Architecture Overview
The model builds on the widely adopted LLaVA framework, consisting of a vision encoder, a projector, a token compressor, a fusion module, and a language model (LLM) backbone. The authors replace the dynamic‑resolution processor used in many LLaVA variants with a fixed‑size visual encoder (SigLIP‑2‑so400m‑patch16‑naflex) that extracts at most 256 visual tokens per image. These tokens are projected into the LLM’s embedding space via a simple two‑layer MLP projector. A token compressor—implemented as a multi‑layer perceptron (MLP)—then reduces the token count from 256 to 64, cutting the visual token stream by 75 %.

Fusion Module
Because compressing visual tokens inevitably discards information, the authors introduce a fusion module that injects the original (pre‑compression) visual context into the textual token stream. They evaluate three fusion designs: pure cross‑attention, a single‑layer transformer decoder, and a combination of both. The combined approach (cross‑attention + decoder) yields the best downstream performance and is adopted as the final design. The fused tokens are concatenated with the compressed visual tokens and fed into the LLM decoder (Qwen2.5‑1.5B), which contains roughly 2 billion parameters, keeping the overall model lightweight.

Training Procedure
Training proceeds in three stages:

  1. Vision‑Only Stage – Using large image‑caption datasets (LLaVA‑Pretrain, MMDU, Flickr30k, COCO), only the projector, compressor, and fusion module are fine‑tuned while the vision encoder and LLM remain frozen. This aligns visual and textual modalities.

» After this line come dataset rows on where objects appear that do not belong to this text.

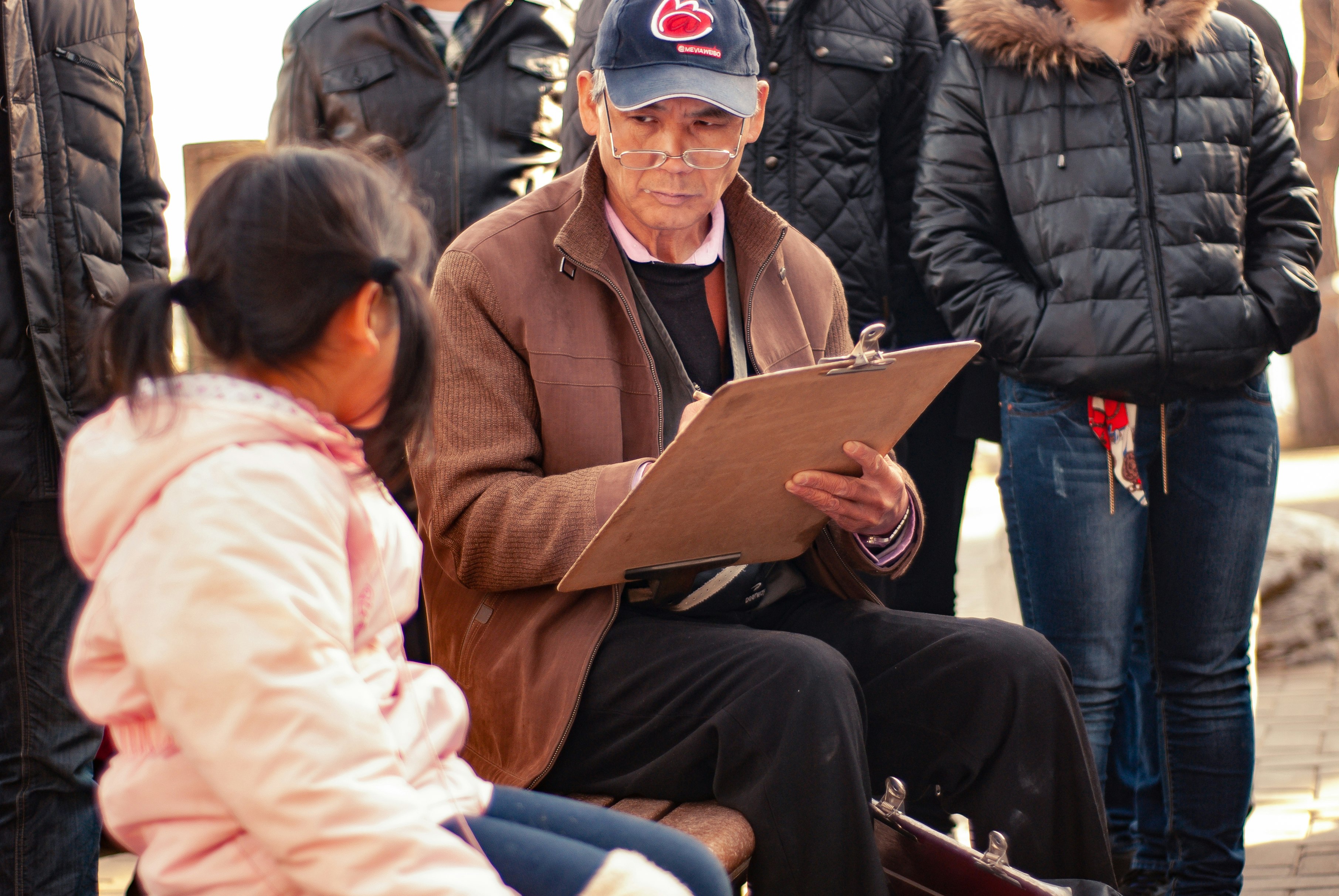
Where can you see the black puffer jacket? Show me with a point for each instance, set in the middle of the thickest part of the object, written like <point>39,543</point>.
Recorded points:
<point>473,141</point>
<point>837,154</point>
<point>82,216</point>
<point>1141,232</point>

  2. LLM Fine‑Tuning Stage – Leveraging extensive VQA datasets (GQA, OKVQA, VQA‑V2, ShareGPT4V, etc.), the LLM and all connector modules are updated, but the vision encoder stays frozen. This enhances the model’s ability to reason over mixed image‑text inputs.

  3. Joint Vision‑Text Stage – All parameters are unfrozen and jointly optimized on a mixture of captioning and VQA data, allowing the entire system to co‑adapt.

Performance Evaluation
AuroraEdge‑V‑2B is benchmarked on nine representative multimodal tasks, including image captioning, OCR‑VQA, and standard VQA. Compared with state‑of‑the‑art models of similar size—Qwen2‑VL‑2B, Qwen2.5‑VL‑3B, and InternVL‑2.5‑2B—AuroraEdge‑V‑2B achieves higher scores on all nine benchmarks, typically improving by 2–3 percentage points.

Crucially, the token‑compression reduces floating‑point operations (FLOPs) during inference by roughly 50 %, and empirical latency measurements show a three‑fold speedup over the baseline models. This makes the model viable for deployment on edge hardware such as ARM‑based SoCs or mobile GPUs, where real‑time response is essential.

Ablation Studies
The authors conduct ablations on the compression method (Conv2d, MaxPool2d, MLP) and on the fusion design. MLP compression converges fastest and yields the best accuracy, while the combined cross‑attention + decoder fusion outperforms either component alone.

Limitations and Future Work
The paper acknowledges that aggressive token compression beyond the 64‑token target leads to rapid performance degradation, indicating a trade‑off ceiling. Additionally, the current evaluation focuses on image‑text and VQA tasks; extending the approach to video, 3‑D point clouds, or other high‑dimensional modalities remains unexplored. The authors suggest future research could integrate knowledge distillation, quantization (e.g., INT4/INT8), or multi‑stage hierarchical compression to push the limits of edge‑friendly VLLMs further.

Conclusion
AuroraEdge‑V‑2B demonstrates that a carefully engineered token‑compression pipeline combined with a robust visual‑text fusion mechanism can produce a VLLM that is both lightweight (≈2 B parameters) and high‑performance, achieving up to three times faster inference while surpassing peer models on a suite of multimodal benchmarks. This work provides a practical blueprint for bringing sophisticated multimodal AI capabilities to edge devices in industrial settings.